Council of Europe suggests controls to curb online snooping
Strasbourg (France): The Council of Europe has proposed introducing export controls of surveillance technology to protect citizens from abusive online snooping after a whistleblower revealed a US spy programme that sparked a fierce debate on privacy.
Saying increasingly sophisticated surveillance technologies can have a "chilling effect" on people's participation in social, cultural and political activities, the group on Tuesday also warned they "could have damaging effects on democracy."
"More generally, they can endanger the exercise of freedom of expression," it said.
The warning from the Council of Europe, a pan-European body that is separate from the European Union, comes as the EU and the United States discuss a possible free trade deal.
The Council of Europe encouraged its 47 members "to bear these risks in mind in their bilateral discussions with third countries".
To help protect citizens from illegal access to their private lives, it said, members should "consider the introduction of suitable export controls to prevent the misuse of technology."

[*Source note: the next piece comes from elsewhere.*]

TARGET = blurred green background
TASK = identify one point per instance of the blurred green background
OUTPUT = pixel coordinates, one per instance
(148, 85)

The proposal comes after the Guardian and Washington Post last week published leaked information from 29-year-old Intelligence Technician Edward Snowden that revealed the existence of a top-secret programme at the US National Security Agency to collect and analyse data from Internet users around the world.
Although US intelligence Chiefs insist the sweep has saved American lives by helping agents thwart terror plots, many have been outraged by the breadth and secrecy of the operation.
On Monday, EU Justice Commissioner Viviane Reding sent a letter to US Attorney General Eric Holder demanding answers about the programme, warning of "grave adverse consequences" for the rights of foreign nationals.
She also said his answers could affect the transatlantic relationship.